Review by Frank Plowright
In his introduction to Whatever Happened to the World of Tomorrow? an optimistic, yet wistful Brian Fies writes how upbeat predictions about the wonders of technology during his youth have largely been realised, but now when people think of the future it’s in dystopian terms.
Starting with a young boy and his father visiting the 1939 World’s Fair and being amazed by the marvels on display makes his point very nicely. Fies includes photographs and a faked comic featuring space hero Commander Cap Crater. Beyond that, however Fies settles on the history of the Soviet and US space programs decade by decade as the benchmark of human aspiration and achievement, with the occasional nod to the transistor or solar power.

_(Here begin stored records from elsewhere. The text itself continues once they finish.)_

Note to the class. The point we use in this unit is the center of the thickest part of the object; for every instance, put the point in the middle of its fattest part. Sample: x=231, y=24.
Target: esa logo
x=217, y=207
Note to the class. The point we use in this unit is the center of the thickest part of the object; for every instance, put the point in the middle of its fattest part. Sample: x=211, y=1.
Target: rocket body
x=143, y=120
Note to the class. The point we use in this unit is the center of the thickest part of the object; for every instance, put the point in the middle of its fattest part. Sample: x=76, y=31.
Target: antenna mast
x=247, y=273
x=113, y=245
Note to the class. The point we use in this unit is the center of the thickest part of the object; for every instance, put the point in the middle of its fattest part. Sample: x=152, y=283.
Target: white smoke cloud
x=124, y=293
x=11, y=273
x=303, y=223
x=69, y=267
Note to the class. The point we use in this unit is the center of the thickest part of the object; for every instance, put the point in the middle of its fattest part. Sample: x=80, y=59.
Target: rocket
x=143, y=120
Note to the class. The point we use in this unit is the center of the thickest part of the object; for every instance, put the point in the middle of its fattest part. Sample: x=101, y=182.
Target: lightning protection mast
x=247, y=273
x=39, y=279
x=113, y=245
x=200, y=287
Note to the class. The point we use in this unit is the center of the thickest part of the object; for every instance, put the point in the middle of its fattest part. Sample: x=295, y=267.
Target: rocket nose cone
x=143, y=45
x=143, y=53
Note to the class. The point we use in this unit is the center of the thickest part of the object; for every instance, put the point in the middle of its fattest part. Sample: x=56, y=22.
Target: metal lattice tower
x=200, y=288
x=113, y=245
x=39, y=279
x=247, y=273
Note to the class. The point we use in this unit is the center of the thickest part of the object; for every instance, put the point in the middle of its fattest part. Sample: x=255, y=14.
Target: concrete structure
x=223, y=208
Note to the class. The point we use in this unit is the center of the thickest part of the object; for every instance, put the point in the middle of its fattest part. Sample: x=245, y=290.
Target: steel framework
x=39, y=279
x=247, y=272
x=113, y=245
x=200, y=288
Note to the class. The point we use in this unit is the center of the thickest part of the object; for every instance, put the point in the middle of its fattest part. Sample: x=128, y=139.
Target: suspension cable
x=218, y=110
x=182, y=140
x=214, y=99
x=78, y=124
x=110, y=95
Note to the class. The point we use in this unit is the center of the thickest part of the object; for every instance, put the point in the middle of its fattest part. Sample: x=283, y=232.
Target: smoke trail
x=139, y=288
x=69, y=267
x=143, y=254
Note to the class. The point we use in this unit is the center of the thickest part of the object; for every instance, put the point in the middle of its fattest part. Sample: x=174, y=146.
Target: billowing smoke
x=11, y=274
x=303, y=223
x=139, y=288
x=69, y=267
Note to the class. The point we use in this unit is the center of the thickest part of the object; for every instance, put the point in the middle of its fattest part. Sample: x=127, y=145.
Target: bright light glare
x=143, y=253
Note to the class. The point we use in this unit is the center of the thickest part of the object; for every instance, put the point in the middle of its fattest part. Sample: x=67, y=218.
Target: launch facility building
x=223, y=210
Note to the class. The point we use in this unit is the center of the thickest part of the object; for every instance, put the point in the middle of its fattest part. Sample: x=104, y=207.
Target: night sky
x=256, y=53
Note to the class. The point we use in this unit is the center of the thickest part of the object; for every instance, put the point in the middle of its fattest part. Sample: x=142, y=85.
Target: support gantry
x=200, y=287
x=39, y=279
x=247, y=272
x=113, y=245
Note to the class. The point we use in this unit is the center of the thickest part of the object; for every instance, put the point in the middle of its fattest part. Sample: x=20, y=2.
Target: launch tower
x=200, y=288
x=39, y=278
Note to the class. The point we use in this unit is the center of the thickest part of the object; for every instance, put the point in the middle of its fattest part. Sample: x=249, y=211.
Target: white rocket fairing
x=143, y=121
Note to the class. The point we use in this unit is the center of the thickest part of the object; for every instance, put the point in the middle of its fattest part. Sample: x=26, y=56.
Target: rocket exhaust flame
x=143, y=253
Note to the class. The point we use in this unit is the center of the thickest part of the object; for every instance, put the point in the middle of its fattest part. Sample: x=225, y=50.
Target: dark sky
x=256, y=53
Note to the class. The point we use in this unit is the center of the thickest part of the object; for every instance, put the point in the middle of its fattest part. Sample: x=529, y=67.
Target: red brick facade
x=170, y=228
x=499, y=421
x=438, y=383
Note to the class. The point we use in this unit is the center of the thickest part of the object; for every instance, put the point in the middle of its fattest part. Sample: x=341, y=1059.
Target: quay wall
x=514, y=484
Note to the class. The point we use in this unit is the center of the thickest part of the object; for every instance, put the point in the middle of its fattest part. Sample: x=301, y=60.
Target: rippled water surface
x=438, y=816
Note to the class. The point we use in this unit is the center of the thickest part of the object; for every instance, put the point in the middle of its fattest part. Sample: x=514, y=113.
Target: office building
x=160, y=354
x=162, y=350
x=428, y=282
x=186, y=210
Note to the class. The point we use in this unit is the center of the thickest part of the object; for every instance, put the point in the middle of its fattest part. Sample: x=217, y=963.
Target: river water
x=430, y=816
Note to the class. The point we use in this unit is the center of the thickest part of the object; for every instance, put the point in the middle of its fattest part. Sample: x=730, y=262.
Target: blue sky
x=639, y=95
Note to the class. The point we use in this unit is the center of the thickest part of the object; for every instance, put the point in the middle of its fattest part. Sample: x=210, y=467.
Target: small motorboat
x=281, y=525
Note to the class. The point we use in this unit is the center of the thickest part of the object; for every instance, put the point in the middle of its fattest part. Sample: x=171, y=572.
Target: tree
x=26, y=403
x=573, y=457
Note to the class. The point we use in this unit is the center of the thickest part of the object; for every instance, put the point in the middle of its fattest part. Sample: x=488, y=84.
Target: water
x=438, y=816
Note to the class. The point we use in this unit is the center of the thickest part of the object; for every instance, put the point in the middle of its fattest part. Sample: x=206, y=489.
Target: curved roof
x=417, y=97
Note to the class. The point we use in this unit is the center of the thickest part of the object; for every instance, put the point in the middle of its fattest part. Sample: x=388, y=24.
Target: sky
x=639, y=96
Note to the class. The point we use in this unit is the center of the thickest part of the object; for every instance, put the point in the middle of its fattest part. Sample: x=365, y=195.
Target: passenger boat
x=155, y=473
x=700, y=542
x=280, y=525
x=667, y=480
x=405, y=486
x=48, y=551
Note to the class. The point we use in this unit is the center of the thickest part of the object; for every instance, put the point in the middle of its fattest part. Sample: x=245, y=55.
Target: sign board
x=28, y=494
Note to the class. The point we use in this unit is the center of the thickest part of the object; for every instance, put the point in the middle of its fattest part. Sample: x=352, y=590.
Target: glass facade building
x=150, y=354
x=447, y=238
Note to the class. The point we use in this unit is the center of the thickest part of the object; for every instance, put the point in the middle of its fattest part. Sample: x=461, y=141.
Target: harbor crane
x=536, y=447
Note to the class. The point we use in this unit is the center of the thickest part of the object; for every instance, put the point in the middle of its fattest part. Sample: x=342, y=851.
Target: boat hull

Fies made his mark with the moving and helpful Mom’s Cancer, which combined a diary format with salient advice and observations on a specific theme. That focus is absent here. Every chapter is in the form of a child’s interaction with his father, the mother never seen (which makes this a peculiar follow-up to his previous book), and the child’s growth seemingly retarded. Fies skips through the decades offering a few observations on the negatives of an era while stressing the positives and the technological advancements, always presenting man leaving the planet in terms of pure exploratory curiosity, and never a product of political ideology.
In keeping with the topic, adventurous design elements prove to be the most fascinating aspects of Whatever Happened to the World of Tomorrow? The Abrams hardcover edition features a cutaway dust jacket showing the father and son featured in the 1930s looking at the future. Peel the jacket back and there they are in the future. The inserted Commander Crater comics are pastiches of the styles prevalent in different eras, actually printed on pulp paper with off register sections and the tone of each strip further reflecting the times. It’s all well conceived and created, but novelty rather than substance.
Because Fies is a decent cartoonist there’s a superficial attraction to the book, but ultimately it’s a graphic novel that has very little to say, says it relatively rapidly, resulting in the design outweighing the content.